Cultura e eventi

La brigantessa Papè nel libro di Fanciulli, a Pretoro se ne parla nella Casa Museo “Il ritrovo dei Briganti”

Pretoro. Il borgo di Pretoro (Ch), cuore del Parco Nazionale della Maiella, si prepara ad ospitare l’anteprima assoluta di Papè. Storie di Briganti e Brigantesse, il nuovo libro di Fabrizio Fanciulli edito da Ianieri Edizioni. La presentazione si terrà domenica 17 agosto alle ore 18:00 nella Casa Museo “Il ritrovo dei Briganti”, in via Riparrucci 8, a Pretoro.

Dopo i saluti istituzionali del Sindaco, Diego Giangiulli, interverranno al fianco dell’autore Fabrizio Fanciulli, l’editore Mario Ianieri e Dante Marianacci, Presidente della Casa della Poesia in Abruzzo Gabriele d’Annunzio, che ha curato la prefazione del volume. Le letture saranno a cura di Veronica Pellegrini.

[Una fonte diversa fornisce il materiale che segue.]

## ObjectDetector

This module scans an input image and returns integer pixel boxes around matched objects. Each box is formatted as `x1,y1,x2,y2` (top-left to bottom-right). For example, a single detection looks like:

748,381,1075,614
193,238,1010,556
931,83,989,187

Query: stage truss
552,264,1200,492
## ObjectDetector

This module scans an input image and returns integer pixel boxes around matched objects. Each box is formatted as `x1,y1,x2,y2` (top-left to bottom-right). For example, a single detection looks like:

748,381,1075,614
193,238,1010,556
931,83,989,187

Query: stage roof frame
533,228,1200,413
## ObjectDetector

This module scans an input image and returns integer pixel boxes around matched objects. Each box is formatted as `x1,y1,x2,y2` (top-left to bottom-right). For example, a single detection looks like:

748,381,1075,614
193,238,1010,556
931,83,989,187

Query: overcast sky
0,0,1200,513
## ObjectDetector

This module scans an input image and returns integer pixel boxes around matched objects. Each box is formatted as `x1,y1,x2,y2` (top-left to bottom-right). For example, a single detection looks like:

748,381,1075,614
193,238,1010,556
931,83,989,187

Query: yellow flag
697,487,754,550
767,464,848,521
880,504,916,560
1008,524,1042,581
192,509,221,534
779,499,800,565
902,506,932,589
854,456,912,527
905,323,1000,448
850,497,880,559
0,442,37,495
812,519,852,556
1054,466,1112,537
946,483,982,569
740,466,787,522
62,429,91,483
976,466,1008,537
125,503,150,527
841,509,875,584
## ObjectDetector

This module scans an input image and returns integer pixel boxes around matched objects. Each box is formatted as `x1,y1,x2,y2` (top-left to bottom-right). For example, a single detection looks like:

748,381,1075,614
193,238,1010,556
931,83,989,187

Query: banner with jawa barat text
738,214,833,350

Il cuore di questa narrazione è il ritorno dell’autore al mondo del brigantaggio, con un focus speciale sulle figure femminili. A dare la chiave di lettura dell’opera è lo stesso Fanciulli: “Il profumo della carta ingiallita negli Archivi di Stato non l’ho mai dimenticato, così a distanza di qualche anno torno con questo nuovo libro dal titolo Papè a raccontare storie sui briganti. Questa volta ho voluto dare voce a quelle figure femminili, importanti e spesso al comando per sostituire i propri uomini; vere e proprie eroine, regine dannate di un tempo oramai finito, “le Brigantesse”.”

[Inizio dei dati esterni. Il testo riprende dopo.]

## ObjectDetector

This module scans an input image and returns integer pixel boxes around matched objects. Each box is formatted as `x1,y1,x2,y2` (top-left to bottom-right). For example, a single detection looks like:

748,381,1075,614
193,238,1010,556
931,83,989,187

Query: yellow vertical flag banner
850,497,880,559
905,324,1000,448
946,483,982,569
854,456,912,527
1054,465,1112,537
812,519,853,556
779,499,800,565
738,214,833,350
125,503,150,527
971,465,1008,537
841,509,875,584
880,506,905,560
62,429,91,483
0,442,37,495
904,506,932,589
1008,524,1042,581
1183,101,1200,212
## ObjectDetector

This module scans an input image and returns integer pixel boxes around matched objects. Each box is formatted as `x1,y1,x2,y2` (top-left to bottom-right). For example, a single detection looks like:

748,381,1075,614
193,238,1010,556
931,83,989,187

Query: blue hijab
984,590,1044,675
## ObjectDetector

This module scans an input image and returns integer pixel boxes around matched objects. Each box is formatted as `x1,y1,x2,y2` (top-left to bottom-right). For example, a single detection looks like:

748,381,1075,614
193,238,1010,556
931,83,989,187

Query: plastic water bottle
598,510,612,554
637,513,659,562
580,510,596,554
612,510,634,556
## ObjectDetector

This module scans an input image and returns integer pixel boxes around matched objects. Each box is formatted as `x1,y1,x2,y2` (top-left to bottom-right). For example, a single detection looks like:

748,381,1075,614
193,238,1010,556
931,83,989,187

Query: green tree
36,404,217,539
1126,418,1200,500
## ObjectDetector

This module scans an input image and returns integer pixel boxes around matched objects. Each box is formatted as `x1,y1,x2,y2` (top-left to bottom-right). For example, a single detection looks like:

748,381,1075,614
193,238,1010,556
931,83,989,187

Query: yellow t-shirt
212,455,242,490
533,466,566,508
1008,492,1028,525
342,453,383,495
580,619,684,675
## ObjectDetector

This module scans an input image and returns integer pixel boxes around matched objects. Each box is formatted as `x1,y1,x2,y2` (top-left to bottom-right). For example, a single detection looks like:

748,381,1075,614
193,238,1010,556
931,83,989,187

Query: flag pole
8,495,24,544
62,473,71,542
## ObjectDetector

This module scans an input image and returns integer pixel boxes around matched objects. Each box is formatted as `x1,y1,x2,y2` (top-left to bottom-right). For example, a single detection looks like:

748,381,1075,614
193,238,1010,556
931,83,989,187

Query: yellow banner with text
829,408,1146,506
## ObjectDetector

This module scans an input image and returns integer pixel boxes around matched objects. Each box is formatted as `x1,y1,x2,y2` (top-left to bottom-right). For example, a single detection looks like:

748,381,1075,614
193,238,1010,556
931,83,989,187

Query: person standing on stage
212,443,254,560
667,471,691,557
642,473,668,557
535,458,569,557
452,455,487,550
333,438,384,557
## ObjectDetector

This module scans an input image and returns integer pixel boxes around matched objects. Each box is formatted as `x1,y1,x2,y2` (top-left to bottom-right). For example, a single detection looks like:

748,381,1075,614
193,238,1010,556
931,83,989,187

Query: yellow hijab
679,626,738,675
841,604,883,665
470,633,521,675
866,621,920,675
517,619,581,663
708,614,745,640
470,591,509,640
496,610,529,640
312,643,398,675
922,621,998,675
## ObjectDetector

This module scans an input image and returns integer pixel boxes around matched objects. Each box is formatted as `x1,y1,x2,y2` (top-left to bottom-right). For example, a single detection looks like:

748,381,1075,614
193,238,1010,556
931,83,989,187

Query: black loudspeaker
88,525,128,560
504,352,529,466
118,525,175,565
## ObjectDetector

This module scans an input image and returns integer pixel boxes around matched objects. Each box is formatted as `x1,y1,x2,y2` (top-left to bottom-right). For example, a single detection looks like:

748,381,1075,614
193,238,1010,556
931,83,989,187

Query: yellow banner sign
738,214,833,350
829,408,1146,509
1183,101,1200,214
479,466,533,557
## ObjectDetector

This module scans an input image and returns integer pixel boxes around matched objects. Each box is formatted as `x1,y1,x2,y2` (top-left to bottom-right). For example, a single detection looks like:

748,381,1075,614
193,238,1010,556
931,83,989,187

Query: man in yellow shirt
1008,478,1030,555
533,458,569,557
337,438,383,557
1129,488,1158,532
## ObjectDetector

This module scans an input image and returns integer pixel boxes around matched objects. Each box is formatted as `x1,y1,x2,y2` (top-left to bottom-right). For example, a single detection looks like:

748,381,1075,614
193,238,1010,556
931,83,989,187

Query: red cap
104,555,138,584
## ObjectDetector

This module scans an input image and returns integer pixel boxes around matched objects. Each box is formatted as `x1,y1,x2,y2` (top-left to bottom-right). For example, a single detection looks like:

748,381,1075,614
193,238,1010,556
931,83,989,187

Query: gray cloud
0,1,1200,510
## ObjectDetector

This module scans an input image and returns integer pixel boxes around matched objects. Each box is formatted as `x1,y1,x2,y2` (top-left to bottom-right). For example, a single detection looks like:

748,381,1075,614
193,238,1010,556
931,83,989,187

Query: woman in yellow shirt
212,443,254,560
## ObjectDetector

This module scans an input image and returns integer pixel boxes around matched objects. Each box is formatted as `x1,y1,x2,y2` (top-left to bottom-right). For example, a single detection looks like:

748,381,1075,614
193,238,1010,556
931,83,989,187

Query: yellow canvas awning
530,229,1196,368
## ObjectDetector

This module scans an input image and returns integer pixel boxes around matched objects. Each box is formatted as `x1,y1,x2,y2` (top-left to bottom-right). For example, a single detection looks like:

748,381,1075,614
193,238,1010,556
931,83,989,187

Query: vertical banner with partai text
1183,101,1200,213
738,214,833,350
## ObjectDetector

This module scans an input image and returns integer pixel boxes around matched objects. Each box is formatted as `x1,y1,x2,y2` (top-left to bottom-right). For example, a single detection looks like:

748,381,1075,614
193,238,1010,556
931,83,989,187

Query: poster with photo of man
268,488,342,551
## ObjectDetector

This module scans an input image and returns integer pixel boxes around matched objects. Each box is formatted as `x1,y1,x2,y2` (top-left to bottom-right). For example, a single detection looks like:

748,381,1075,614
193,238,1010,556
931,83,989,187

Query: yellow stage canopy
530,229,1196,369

In questo libro, Fabrizio Fanciulli guida lungo i sentieri della Maiella, tra boschi, montagne e archivi impolverati, alla scoperta di una memoria collettiva intrisa di storia, canti e lotte.

Attraverso un racconto intimo e avvolgente, l’autore invita a ripercorrere le vicende di uomini semplici, contadini e pastori che, durante il Risorgimento furono chiamati Briganti e combatterono con coraggio contro l’oppressione e l’invasore.

Ispirato dalla voce del nonno Giovanni, una presenza che continua a indicargli la strada anche oltre il tempo, Fanciulli intreccia ricordi personali e ricerche storiche, creando un ponte tra passato e presente. Le sue parole ci portano nelle case, nelle grotte e nei sentieri abruzzesi, dove risuonano ancora gli echi di lotte dimenticate e la forza di una cultura popolare troppo spesso trascurata.

È un libro che non è solo narrazione storica, ma anche un invito a riscoprire il valore della memoria, il significato del tempo e l’essenza della nostra identità.

Fabrizio Fanciulli, 54 anni, vive a Pretoro (CH) ed è un autore e ideatore profondamente appassionato, che ha dedicato la sua vita a raccontare storia e tradizioni della Maiella. Tra i suoi libri più significativi figurano Chi vive? Uomini diventati briganti, L’uomo di legno e, come coautore, Radici, presentato a Ottawa in occasione del Mese del Patrimonio Culturale Italiano. Ha inoltre ideato numerosi progetti teatrali, documentari e iniziative culturali pensati per valorizzare il patrimonio umano e storico del territorio: il Museo dell’Arte, il Museo “La valigia di cartone” e la Casa-Museo “Il ritrovo dei Briganti”.

Fanciulli è anche creatore di eventi di grande richiamo, come “L’Urlo della Maiella” – il cortometraggio realizzato con il regista Nicola Santamaria, selezionato al Trento Film Festival 2014 – e “Passeggiate musicali nella regione verde d’Europa”, proiettato all’Expo Milano 2015. Con uno stile autentico e profondo, trasforma le vicende locali in narrazioni universali, conquistando di volta in volta pubblico e critica.